養生訓288(第六巻 慎病)
春は陽気(ようき)発生し、冬の閉蔵(へいぞう)にかはり、人の肌膚(きふ)和(わ)して、表気(ひょうき)やうやく開く。然(しか)るに、余寒(よかん)猶(なお)烈(はげ)しくして、風寒(ふうかん)に感じやすし。つゝしんで、風寒にあたるべからず。感冒咳嗽(かんぼうがいそう)の患(うれい)なからしむべし。草木(そうもく)の発生するも、余寒(よかん)にいたみやすし。

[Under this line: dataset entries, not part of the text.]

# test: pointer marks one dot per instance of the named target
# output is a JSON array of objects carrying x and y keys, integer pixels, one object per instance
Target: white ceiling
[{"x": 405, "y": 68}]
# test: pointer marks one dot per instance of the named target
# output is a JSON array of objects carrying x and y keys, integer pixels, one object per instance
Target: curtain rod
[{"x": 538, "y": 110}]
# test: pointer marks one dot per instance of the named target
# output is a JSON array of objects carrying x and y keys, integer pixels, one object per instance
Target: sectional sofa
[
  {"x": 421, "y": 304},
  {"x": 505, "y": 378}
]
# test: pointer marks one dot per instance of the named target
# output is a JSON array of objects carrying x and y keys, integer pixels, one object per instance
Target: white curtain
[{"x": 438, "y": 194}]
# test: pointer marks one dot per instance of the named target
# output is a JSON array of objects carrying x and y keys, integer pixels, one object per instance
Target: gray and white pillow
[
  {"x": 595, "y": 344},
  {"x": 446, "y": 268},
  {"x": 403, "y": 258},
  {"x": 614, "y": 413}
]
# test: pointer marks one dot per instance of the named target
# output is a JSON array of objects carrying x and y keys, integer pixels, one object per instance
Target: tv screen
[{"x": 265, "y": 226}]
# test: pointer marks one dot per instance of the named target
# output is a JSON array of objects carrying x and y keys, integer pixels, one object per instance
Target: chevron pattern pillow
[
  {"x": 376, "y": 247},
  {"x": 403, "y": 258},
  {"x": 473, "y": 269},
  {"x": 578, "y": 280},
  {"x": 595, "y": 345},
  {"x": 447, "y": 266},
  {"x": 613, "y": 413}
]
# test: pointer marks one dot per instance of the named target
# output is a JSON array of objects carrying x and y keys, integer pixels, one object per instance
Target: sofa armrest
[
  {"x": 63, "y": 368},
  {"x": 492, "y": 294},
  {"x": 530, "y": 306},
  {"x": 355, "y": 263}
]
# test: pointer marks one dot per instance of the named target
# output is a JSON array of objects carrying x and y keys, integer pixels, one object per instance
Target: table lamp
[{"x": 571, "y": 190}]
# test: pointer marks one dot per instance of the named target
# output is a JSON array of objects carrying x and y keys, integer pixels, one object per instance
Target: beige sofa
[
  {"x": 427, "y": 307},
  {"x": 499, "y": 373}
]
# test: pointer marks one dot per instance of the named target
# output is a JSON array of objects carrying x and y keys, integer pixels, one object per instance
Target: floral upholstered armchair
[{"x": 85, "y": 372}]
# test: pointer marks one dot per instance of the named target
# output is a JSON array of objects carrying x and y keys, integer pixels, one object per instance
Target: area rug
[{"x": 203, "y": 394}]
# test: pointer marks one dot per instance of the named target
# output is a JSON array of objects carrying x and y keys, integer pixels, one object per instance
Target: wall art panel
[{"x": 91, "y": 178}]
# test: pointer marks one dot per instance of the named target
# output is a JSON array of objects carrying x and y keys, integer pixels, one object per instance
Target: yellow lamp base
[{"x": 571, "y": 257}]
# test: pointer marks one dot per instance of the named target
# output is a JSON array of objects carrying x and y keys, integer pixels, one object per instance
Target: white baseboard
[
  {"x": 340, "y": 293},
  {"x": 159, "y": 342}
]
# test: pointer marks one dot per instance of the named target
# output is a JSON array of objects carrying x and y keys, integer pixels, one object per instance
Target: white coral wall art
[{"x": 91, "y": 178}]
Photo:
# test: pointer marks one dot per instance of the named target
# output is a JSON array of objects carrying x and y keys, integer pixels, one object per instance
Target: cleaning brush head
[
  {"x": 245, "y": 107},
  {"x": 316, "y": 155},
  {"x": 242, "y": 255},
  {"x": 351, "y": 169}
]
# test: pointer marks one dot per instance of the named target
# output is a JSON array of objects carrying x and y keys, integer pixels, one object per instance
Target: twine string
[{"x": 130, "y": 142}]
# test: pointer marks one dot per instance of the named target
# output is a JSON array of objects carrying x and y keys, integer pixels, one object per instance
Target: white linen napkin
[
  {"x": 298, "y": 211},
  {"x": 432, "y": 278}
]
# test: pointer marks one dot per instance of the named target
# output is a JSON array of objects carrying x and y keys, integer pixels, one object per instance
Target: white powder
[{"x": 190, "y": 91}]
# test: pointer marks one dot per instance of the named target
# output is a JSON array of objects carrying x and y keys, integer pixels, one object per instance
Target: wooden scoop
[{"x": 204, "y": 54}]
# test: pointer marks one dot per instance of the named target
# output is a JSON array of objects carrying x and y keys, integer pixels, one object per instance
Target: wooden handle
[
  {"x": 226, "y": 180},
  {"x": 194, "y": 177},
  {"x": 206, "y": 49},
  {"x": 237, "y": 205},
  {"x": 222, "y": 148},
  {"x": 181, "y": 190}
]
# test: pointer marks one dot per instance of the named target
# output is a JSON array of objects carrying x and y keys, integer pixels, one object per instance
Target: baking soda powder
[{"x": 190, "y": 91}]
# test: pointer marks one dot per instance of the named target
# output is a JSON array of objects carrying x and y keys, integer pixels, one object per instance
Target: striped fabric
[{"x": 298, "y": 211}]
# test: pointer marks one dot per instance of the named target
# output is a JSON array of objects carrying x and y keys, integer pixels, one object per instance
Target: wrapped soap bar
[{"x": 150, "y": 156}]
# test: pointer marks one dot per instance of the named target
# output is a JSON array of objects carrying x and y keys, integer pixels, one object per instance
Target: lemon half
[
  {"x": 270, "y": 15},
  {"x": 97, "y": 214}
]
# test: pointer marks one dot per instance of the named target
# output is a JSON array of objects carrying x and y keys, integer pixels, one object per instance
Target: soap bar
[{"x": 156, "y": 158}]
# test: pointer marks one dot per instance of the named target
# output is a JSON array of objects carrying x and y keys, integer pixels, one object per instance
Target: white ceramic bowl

是を以(も)って、人も余寒(よかん)をおそるべし。時にしたがひ、身を運動し、陽気(ようき)を助(たす)けめぐらして、発生せしむべし。
養生訓(意訳)
春先は、まだ冬のなごりの寒さがあり、風邪や咳が出やすい季節です。このことは草木も同じことです。温度や湿度に気を配り、適度な運動をすると良いでしょう。
通解
春になると、陽気(陽の気)が発生し、冬の閉ざされた状態から解放されます。その結果、人々の肌が健康的になり、表情も明るくなります。しかし、まだまだ寒さが残っており、風邪を引きやすい季節でもあります。そのため、風邪を引かないように注意が必要です。風邪や咳の症状が現れることを避けるためには、予防策を取ることが重要です。
また、草木も春の寒さに弱く、成長に影響を受けることがあります。そのため、人間も春の寒さに敏感であることを意識する必要があります。時に応じて、運動を心掛けましょう。